Occupant 10 % de la surface du bâtiment, elle délivre 300 000 gummies par jour, avec un objectif à 600 000 unités à terme, pour lesquelles Activ’Inside a développé un véritable savoir-faire, « à mi-chemin entre la recette de cuisine et la chimie. Nous avons travaillé la composition, la texture, le goût, la forme, et proposons des gommes véganes et sans sucre validées par notre panel de 15 dégustateurs formés », précise le directeur général d’Activ’Inside.
L’entreprise dispose à cet effet de son propre laboratoire de dégustation, situé dans le bâtiment originel de la société à Beychac-et-Caillau, sa « troisième usine. La première ouverte en 2018, bientôt dédiée au conditionnement des compléments alimentaires », détaille Benoît Lemaire.
Créations d’emplois
Car si 80 % des compléments alimentaires vendus le sont aujourd’hui sous forme de gélule, « les États-Unis estiment que d’ici 5 ans, les gummies représenteront 60 % du marché américain. La cible du marché des compléments alimentaires rajeunissant, avec une appétence pour les gommes », note le directeur général d’Activ’Inside.

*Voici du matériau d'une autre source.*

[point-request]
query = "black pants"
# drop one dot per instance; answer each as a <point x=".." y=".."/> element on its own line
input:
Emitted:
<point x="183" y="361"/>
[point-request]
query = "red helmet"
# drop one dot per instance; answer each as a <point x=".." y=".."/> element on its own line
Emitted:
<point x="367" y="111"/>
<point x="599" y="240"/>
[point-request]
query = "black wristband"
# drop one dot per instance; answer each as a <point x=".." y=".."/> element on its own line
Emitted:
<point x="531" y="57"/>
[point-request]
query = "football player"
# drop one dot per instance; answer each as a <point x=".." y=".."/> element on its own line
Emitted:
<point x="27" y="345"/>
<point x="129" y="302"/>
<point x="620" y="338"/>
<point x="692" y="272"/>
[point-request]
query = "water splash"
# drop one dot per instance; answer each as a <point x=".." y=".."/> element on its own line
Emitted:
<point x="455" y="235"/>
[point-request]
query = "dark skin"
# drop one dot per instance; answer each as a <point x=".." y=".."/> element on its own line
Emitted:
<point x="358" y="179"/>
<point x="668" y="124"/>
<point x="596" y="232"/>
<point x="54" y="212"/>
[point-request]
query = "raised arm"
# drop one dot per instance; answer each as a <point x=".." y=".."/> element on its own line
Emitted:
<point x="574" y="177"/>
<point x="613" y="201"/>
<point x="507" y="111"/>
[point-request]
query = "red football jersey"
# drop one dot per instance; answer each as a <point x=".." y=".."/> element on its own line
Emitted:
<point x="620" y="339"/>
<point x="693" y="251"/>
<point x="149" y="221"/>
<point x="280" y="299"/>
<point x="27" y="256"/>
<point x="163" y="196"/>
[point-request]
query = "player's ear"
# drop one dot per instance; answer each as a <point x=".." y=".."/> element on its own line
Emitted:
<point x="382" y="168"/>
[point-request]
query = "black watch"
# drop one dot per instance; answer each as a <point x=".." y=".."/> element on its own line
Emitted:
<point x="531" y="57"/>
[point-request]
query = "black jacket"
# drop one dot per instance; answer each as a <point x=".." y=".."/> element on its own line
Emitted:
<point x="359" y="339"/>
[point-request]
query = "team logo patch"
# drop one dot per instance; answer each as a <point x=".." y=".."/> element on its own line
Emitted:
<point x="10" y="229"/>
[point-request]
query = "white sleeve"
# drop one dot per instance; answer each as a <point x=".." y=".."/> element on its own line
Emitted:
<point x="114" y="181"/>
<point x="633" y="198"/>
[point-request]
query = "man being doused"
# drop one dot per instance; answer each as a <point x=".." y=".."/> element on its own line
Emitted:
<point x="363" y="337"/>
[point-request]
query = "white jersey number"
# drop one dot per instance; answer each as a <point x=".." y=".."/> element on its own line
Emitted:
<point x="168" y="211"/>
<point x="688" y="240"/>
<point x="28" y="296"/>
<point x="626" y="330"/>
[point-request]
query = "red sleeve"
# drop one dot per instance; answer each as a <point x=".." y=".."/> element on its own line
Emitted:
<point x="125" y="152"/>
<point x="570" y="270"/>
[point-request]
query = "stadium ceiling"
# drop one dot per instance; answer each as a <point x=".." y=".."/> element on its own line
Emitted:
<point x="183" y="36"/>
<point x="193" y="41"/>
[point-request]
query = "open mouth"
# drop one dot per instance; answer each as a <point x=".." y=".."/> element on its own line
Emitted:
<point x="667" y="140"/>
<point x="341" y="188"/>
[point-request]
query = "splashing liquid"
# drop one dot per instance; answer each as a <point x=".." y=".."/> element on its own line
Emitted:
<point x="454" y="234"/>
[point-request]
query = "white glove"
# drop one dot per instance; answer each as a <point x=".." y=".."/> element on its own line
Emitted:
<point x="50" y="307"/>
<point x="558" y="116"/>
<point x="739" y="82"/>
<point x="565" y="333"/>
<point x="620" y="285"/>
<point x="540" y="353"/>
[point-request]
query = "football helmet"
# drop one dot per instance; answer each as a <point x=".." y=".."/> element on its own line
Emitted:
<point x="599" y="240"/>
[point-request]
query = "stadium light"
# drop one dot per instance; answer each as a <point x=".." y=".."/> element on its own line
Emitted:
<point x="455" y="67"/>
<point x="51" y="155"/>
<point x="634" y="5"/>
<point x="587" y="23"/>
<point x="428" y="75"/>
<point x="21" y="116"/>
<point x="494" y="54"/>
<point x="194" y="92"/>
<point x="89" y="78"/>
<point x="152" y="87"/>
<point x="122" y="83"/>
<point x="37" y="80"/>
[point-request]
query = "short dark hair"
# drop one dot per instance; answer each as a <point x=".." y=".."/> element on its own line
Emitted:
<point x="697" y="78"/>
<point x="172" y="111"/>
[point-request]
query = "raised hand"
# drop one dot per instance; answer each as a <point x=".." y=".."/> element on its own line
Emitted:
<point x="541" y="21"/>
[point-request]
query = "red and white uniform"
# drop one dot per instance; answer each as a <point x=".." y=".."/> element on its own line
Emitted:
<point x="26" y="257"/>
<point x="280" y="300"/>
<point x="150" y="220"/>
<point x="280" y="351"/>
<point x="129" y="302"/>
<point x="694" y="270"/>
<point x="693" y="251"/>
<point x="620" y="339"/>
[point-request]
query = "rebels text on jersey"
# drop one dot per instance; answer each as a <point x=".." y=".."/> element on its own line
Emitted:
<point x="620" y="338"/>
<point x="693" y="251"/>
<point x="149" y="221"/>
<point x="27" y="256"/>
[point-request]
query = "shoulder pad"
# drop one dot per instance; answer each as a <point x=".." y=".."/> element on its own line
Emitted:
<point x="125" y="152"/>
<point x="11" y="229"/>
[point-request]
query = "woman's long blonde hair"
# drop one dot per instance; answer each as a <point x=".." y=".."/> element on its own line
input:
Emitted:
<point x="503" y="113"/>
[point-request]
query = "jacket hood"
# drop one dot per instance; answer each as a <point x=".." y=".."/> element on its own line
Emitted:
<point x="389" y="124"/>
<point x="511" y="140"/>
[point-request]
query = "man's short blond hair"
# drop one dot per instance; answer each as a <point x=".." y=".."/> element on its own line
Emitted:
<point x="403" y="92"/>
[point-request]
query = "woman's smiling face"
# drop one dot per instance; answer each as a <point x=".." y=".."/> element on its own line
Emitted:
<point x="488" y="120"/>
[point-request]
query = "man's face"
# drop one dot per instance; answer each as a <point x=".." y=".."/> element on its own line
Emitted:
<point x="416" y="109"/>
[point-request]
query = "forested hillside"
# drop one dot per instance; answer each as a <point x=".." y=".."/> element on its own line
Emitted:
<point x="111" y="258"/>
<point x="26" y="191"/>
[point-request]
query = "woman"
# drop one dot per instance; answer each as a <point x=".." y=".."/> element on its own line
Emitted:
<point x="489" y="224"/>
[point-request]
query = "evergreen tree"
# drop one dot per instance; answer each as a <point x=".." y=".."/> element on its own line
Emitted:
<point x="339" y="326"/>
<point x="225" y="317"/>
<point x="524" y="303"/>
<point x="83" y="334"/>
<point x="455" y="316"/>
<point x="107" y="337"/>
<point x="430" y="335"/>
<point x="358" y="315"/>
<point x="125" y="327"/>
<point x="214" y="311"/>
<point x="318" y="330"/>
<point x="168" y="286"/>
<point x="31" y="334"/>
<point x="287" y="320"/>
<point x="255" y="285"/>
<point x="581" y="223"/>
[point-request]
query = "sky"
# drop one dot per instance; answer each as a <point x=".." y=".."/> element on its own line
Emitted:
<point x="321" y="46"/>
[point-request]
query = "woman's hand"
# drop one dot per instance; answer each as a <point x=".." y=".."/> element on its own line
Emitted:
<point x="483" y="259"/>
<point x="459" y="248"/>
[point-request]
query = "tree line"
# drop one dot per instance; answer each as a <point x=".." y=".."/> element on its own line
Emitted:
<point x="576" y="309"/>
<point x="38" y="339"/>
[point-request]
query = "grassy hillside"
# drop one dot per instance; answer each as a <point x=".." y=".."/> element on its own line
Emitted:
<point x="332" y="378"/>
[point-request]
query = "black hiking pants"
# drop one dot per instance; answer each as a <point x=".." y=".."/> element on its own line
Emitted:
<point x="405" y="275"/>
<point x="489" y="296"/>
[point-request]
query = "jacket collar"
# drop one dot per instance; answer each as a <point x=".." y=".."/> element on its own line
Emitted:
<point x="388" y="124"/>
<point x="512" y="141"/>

Proposant des compléments alimentaires près de 3 fois plus chers que ses concurrents étrangers, l’entreprise a ainsi décidé de se distinguer par la qualité de ses infrastructures et par une méthode scientifique éprouvée.
Nous avons deux grands frères que l’on suit avec attention : la cosmétique sur les tendances ; et la pharmacie sur les process
« Nous avons deux grands frères que l’on suit avec attention : la cosmétique sur les tendances ; et la pharmacie sur les process », résume Benoît Lemaire. Après avoir créé 25 postes en trois ans, Activ’Inside prévoit de recruter encore une vingtaine de personnes dans les deux ans à venir.